The cost of such a converter box is expected to be in the range of $50 to $125, depending on the date of the transition and the volume of boxes to be purchased. In addition to the costs of the converter box, there could be additional costs for installation and for purchase of special rooftop antennas. These costs do not account for the time spent and inconvenience consumers will experience with the purchase and installation of the required equipment.

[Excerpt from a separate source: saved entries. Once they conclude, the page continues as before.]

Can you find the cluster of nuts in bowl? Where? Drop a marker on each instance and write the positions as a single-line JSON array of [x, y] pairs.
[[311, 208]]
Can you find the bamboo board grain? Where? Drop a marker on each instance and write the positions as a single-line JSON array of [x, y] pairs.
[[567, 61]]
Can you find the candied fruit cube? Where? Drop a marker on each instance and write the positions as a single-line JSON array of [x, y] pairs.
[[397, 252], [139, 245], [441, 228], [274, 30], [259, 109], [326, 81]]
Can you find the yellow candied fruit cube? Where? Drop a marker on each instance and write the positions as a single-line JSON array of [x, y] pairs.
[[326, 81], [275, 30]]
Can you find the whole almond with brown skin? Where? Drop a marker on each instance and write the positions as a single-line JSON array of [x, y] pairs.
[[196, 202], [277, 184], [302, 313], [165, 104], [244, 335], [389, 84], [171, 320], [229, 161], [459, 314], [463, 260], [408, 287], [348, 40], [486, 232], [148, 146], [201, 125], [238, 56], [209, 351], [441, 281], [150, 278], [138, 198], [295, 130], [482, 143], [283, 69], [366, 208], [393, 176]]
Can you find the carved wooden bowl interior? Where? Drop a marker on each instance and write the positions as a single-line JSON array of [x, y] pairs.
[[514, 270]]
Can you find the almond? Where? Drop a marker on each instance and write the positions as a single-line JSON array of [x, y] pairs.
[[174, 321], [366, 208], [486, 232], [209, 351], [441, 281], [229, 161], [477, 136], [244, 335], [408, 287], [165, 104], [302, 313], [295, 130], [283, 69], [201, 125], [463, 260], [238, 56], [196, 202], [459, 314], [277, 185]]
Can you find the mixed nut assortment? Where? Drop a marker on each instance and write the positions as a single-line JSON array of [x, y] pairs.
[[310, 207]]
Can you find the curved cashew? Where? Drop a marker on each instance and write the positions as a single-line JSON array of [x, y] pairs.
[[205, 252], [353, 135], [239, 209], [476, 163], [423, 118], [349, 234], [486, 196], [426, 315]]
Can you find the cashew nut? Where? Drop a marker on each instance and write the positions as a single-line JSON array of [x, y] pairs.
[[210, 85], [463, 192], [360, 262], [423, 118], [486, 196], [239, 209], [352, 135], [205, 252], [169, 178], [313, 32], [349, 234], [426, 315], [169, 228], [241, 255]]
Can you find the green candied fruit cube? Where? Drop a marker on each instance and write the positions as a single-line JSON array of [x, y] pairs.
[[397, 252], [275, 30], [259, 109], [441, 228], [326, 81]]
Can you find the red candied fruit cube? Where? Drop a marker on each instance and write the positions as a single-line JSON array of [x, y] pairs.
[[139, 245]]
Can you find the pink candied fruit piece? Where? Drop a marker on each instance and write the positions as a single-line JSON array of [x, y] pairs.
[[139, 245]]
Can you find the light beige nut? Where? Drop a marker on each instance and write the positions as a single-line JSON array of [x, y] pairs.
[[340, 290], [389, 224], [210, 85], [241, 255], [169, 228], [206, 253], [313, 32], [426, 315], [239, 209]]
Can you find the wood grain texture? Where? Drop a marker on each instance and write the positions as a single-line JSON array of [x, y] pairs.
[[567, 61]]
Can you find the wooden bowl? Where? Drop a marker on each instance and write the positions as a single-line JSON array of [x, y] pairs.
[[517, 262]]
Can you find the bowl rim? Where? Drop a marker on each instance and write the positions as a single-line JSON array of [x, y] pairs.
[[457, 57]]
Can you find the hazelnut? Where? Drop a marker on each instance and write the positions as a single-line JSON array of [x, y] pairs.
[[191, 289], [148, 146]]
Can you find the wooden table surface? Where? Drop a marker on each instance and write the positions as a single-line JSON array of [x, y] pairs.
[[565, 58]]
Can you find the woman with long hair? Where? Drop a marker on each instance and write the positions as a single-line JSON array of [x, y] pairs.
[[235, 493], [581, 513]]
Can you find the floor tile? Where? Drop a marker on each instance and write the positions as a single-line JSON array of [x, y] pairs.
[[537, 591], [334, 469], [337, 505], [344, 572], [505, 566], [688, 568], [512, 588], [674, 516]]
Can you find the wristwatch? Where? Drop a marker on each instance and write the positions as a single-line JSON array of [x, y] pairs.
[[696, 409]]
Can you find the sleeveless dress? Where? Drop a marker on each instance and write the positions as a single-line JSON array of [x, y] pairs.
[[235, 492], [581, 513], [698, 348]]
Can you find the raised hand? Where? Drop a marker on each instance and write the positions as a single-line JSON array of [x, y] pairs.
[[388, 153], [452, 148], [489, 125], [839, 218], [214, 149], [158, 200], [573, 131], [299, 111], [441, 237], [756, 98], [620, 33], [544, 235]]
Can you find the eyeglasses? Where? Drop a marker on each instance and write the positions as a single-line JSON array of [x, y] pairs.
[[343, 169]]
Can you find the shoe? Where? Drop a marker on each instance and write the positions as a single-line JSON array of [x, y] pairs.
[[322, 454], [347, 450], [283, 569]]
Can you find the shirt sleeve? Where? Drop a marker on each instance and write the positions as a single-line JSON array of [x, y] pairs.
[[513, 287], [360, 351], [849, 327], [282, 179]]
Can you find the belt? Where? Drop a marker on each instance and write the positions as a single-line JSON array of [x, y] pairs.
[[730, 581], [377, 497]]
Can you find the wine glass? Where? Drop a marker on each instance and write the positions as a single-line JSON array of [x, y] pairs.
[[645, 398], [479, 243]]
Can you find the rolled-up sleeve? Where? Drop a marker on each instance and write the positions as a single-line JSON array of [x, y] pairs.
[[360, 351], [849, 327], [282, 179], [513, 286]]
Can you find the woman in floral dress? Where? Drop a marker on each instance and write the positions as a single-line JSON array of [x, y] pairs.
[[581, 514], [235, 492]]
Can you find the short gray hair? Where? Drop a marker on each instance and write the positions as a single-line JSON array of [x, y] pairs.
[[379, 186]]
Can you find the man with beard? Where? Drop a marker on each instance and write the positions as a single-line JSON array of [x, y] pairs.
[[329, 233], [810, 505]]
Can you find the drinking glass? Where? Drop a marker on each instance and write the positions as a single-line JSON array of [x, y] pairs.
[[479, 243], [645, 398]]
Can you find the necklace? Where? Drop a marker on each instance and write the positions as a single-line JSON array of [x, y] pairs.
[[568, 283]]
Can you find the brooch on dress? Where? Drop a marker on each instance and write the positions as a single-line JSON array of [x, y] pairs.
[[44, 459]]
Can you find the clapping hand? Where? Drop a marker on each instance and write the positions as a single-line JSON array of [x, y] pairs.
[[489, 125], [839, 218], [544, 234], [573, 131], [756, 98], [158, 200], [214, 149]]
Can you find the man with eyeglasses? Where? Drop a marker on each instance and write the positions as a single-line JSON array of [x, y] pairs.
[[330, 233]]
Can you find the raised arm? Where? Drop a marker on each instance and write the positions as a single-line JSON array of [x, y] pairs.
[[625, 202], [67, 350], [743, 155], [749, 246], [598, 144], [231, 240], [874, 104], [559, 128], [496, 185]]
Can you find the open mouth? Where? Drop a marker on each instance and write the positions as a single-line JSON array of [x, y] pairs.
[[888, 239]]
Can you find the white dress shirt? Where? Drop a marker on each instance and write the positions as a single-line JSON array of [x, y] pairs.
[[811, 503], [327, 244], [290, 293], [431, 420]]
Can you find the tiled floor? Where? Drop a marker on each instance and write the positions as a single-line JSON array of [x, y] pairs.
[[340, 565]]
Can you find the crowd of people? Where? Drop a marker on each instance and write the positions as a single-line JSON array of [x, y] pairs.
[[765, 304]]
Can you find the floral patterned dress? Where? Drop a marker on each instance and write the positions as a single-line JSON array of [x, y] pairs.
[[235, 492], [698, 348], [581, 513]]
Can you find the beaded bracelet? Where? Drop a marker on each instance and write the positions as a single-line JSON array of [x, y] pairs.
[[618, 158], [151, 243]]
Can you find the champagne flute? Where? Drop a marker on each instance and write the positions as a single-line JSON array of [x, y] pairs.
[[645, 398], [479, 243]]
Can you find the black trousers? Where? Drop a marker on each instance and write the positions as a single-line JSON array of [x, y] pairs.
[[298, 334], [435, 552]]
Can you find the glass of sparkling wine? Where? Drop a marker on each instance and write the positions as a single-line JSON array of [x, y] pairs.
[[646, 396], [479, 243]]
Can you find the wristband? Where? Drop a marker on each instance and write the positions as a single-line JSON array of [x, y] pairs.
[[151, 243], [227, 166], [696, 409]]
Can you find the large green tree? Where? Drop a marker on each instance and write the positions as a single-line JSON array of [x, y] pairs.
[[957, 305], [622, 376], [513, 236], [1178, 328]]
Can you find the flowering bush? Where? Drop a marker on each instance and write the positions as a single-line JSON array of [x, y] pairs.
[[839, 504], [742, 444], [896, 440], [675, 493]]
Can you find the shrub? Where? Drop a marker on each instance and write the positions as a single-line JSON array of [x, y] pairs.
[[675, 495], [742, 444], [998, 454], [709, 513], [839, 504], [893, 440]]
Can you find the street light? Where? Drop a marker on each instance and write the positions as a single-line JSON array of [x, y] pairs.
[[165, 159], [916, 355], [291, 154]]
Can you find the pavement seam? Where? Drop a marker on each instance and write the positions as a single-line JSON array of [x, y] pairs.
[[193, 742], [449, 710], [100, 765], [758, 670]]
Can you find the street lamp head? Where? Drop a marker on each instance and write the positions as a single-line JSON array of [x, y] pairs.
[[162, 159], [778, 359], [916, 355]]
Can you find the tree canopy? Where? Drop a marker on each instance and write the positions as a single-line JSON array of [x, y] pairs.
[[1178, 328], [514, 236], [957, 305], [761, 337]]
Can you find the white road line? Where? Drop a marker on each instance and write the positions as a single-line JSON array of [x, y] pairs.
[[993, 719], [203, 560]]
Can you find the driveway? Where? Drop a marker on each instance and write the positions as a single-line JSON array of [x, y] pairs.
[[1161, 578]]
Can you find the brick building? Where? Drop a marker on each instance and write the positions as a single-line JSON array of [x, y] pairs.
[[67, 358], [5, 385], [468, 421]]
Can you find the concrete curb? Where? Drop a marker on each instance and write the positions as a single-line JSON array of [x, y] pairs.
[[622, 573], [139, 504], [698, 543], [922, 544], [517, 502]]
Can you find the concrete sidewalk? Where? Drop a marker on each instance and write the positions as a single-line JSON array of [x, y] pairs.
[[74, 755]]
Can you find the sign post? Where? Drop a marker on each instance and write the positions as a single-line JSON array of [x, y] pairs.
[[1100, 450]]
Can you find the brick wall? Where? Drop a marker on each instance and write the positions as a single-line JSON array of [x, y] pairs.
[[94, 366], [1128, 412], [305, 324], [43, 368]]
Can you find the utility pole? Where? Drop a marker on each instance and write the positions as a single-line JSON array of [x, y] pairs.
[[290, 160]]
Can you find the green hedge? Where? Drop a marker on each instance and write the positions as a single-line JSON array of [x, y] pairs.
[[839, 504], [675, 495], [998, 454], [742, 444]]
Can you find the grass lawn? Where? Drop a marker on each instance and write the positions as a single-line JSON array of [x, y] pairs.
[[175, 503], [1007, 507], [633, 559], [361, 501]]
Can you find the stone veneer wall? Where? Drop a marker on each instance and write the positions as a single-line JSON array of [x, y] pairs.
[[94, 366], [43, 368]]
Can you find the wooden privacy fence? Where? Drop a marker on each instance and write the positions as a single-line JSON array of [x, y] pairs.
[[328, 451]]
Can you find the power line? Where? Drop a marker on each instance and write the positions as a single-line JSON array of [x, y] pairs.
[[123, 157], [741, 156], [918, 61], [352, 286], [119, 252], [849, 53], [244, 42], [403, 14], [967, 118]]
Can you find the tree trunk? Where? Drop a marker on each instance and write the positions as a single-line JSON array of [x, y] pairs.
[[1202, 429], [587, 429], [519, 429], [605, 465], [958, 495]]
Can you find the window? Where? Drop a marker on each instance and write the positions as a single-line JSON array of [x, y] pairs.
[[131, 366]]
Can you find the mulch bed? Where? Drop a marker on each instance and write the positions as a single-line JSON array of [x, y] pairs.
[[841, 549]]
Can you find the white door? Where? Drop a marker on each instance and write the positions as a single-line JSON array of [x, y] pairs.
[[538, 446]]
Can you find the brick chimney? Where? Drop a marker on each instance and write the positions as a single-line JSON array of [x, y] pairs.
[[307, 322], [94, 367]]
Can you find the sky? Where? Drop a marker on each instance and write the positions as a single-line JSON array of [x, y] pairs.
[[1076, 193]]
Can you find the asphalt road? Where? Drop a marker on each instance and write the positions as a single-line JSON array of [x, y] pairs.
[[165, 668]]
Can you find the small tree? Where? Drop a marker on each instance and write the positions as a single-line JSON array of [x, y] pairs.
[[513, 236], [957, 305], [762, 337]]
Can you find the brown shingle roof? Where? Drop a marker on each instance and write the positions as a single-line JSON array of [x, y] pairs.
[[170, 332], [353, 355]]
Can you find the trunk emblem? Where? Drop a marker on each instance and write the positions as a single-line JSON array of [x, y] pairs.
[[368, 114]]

According to a 2004 survey, about 21 million consumers rely on over-the-air broadcast-only television. These are the consumers who will be without any television at the point of the transition unless steps are taken to adapt their television sets. In recent testimony before this Subcommittee, the GAO reported that of the 21 million over-the-air broadcast-only households, 48 percent have incomes under $30,000. According to the report, "non-white and Hispanic households are more likely to rely on over-the-air television than are white and non-Hispanic households." Of the 21 million households, approximately 8.6 million include at least one person over the age of 50. Millions of these consumers are on fixed incomes and/or are in lower income brackets.

AARP's major concern is with the millions of consumers, many of them older citizens, with over-the-air broadcast-only television sets. As noted, a significant number of these individuals and households will be hard put to afford costly conversion equipment. We urge Congress to consider the health and welfare of these consumers and arrange an assistance program that is directed toward those in greatest need.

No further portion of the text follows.